C’è solo silenzio tra noi, mentre camminiamo in cerca di un posto sicuro per passare la notte.
Poi un colpo di cannone.
Entrambi sobbalziamo.
Un altro colpo.
Due morti.
Mi chiedo chi sarà morto: devono essere i ragazzi del Distretto 10... oppure due dei Favoriti.
Approfittiamo di questa piccola pausa per pranzare con la carne essiccata.
- E il coniglio? – mi chiede Leigh improvvisamente irritata.
- Oh... non ne ho idea, devo averlo perso quando... Durante l’incidente sull’albero. –
- Perfetto. – dice sarcasticamente ricominciando a camminare spedita.
È diventata leggermente irritante, ma non ribatto.
Abbiamo paura di salire sugli alberi, così camminiamo a terra finché troviamo, verso sera, un intreccio di radici e arbusti che forma una grotta naturale, un posto sicuro e praticamente insospettabile.

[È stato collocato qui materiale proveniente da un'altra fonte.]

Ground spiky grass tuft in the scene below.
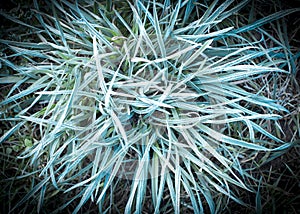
[0,0,299,213]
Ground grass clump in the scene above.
[0,0,299,213]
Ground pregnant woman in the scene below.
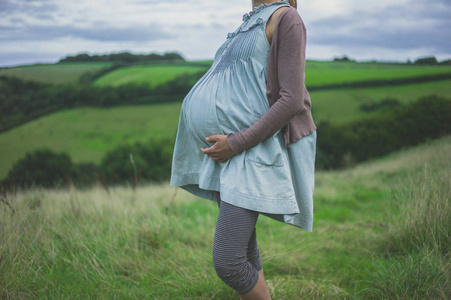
[171,0,316,299]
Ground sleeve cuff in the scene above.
[227,132,245,155]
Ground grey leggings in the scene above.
[213,200,263,294]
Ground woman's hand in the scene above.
[200,135,233,162]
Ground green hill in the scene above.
[0,80,451,178]
[0,62,111,84]
[93,64,212,87]
[305,61,451,88]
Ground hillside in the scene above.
[0,136,451,299]
[0,80,451,178]
[93,64,208,87]
[0,62,111,84]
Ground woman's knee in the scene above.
[213,252,259,294]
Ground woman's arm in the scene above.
[227,8,306,154]
[201,8,306,162]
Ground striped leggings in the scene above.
[213,200,263,294]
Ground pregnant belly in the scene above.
[184,74,269,144]
[184,79,224,146]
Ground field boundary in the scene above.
[307,73,451,91]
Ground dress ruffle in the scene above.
[227,0,290,39]
[243,0,289,22]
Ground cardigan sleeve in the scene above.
[227,8,306,154]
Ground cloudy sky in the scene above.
[0,0,451,66]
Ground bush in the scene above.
[101,139,174,185]
[415,56,437,64]
[316,95,451,169]
[4,149,77,187]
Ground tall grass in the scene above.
[387,162,451,255]
[362,165,451,299]
[0,137,451,300]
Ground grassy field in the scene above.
[0,80,451,178]
[0,136,451,300]
[93,64,208,86]
[305,61,451,87]
[90,61,451,86]
[0,61,451,86]
[0,62,111,84]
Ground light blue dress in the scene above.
[170,1,316,231]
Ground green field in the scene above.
[93,64,208,86]
[0,103,180,178]
[0,136,451,300]
[0,80,451,178]
[0,62,111,84]
[305,61,451,88]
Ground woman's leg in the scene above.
[213,201,269,299]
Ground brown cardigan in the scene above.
[227,7,316,154]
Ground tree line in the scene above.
[59,52,185,64]
[0,72,204,132]
[0,95,451,190]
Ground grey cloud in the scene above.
[308,0,451,53]
[0,0,59,16]
[0,25,172,42]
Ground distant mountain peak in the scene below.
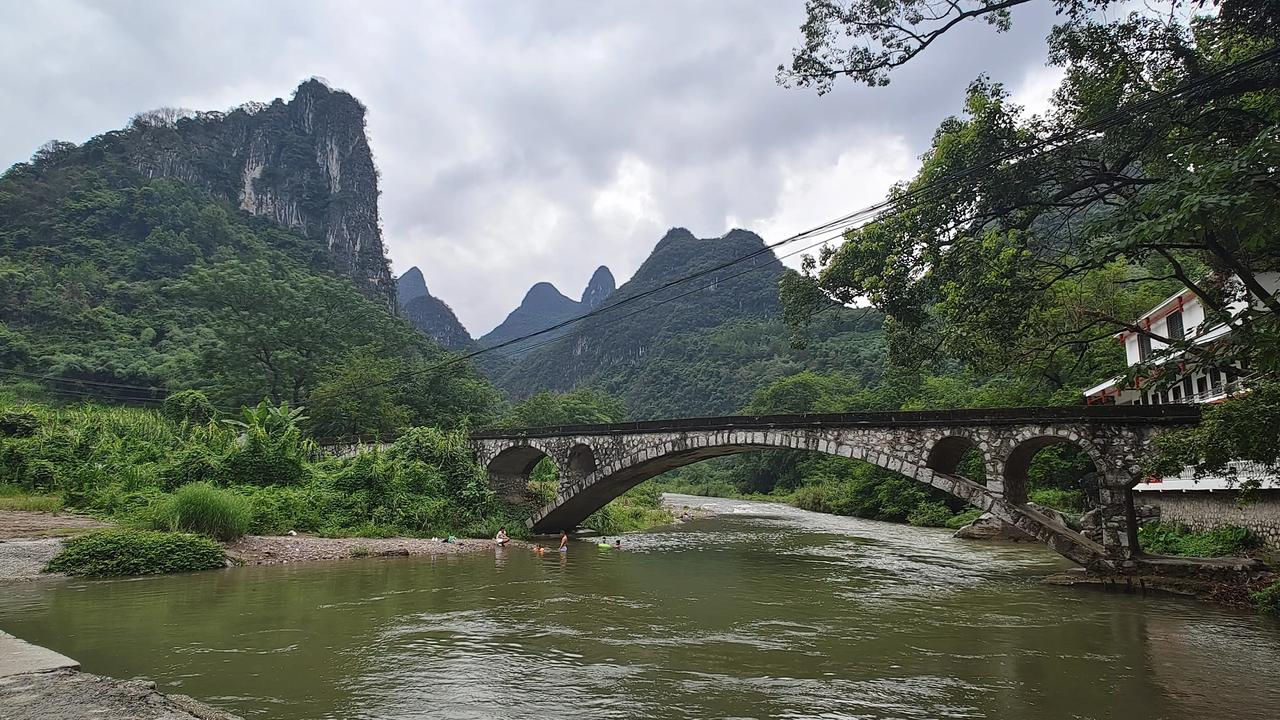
[396,266,430,307]
[520,282,572,305]
[396,266,471,350]
[582,265,618,310]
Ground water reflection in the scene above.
[0,498,1280,720]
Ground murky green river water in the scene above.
[0,498,1280,720]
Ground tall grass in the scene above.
[157,483,252,541]
[0,398,508,538]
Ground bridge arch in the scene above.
[481,442,556,503]
[519,429,1105,565]
[1001,428,1107,503]
[472,406,1199,568]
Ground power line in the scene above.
[5,47,1280,412]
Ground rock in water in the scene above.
[126,79,396,309]
[396,268,472,350]
[952,512,1036,542]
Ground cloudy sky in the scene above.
[0,0,1056,336]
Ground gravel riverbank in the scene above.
[227,534,494,565]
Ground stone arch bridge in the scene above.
[471,405,1199,569]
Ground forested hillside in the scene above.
[483,228,882,418]
[396,268,474,350]
[0,81,498,433]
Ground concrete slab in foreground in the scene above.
[0,630,241,720]
[0,630,79,678]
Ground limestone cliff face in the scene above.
[582,265,617,310]
[124,79,396,307]
[396,268,472,350]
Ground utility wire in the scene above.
[10,47,1280,409]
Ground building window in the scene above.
[1138,334,1151,363]
[1165,310,1187,340]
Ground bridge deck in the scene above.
[471,405,1201,439]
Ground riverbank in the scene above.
[0,510,509,580]
[0,630,241,720]
[227,534,494,565]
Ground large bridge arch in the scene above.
[472,406,1199,568]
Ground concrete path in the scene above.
[0,630,79,678]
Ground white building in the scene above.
[1084,273,1280,547]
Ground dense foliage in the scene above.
[659,366,1094,527]
[0,394,516,539]
[1138,523,1258,557]
[780,0,1280,489]
[45,529,225,577]
[0,90,499,436]
[489,228,882,419]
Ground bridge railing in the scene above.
[471,405,1201,439]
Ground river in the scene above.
[0,497,1280,720]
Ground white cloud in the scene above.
[0,0,1052,334]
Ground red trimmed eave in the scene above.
[1116,290,1193,342]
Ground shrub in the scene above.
[150,483,252,541]
[237,484,332,536]
[160,389,218,425]
[45,529,225,577]
[946,507,982,530]
[0,410,40,437]
[1028,488,1084,515]
[1249,580,1280,615]
[0,493,63,512]
[906,500,951,528]
[1138,523,1257,557]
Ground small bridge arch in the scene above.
[472,406,1199,565]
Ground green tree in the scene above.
[782,0,1280,388]
[310,345,412,441]
[183,256,412,402]
[502,388,626,428]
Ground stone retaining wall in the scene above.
[1134,489,1280,550]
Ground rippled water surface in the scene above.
[0,498,1280,720]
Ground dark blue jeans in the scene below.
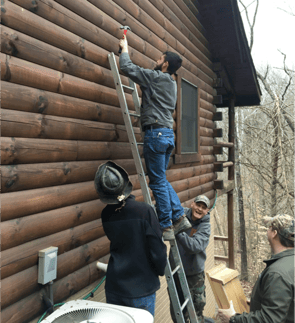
[143,128,184,229]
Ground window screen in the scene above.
[181,79,198,153]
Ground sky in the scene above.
[238,0,295,70]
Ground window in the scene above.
[175,76,201,163]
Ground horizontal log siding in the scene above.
[0,0,216,323]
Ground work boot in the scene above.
[173,215,192,235]
[162,226,175,241]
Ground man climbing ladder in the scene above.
[119,35,191,240]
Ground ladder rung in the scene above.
[122,84,134,91]
[181,298,189,311]
[129,112,140,118]
[172,266,180,276]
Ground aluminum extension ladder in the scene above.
[108,53,199,323]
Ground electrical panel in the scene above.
[38,247,58,285]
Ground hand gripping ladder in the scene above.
[108,53,199,323]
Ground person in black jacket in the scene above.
[218,214,295,323]
[94,161,167,315]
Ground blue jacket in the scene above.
[172,208,211,276]
[101,195,167,298]
[119,53,177,129]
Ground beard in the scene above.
[154,62,165,71]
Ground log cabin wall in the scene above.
[1,0,216,323]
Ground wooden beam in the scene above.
[227,97,235,269]
[214,236,228,241]
[213,77,223,89]
[213,128,223,138]
[214,141,234,148]
[212,95,223,104]
[223,162,234,168]
[214,256,229,262]
[214,162,223,172]
[213,146,223,155]
[213,62,234,93]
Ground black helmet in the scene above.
[94,161,132,204]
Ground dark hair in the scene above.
[163,52,182,75]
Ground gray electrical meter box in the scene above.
[38,247,58,285]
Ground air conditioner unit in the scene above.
[42,300,154,323]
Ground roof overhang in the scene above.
[197,0,261,107]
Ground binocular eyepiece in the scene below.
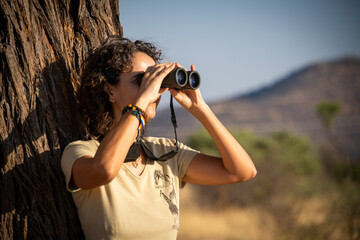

Lasciamo lì lo zaino, sistemiamo il sacco a pelo e andiamo a ispezionare la zona. Prima di uscire dal nostro rifugio la trattengo per un braccio: - Sono felice che tu sia qui. –
Lei sorride, ma : - teniamoci vicini. Non vorrei che ci succedesse qualcosa... – mi dice  Leigh mentre esce dal nostro rifugio e si allontana di qualche metro.
Ma quando la raggiungo non riesco a camminare.
C’è qualcosa di invisibile che ci divide.
- Leigh! – dico alzando la voce e tastando la parete invisibile. Anche lei si accorge della barriera e si lascia prendere dal panico: siamo in una zona della montagna che non conosciamo e lei è bloccata dalla parte opposta della grotta naturale.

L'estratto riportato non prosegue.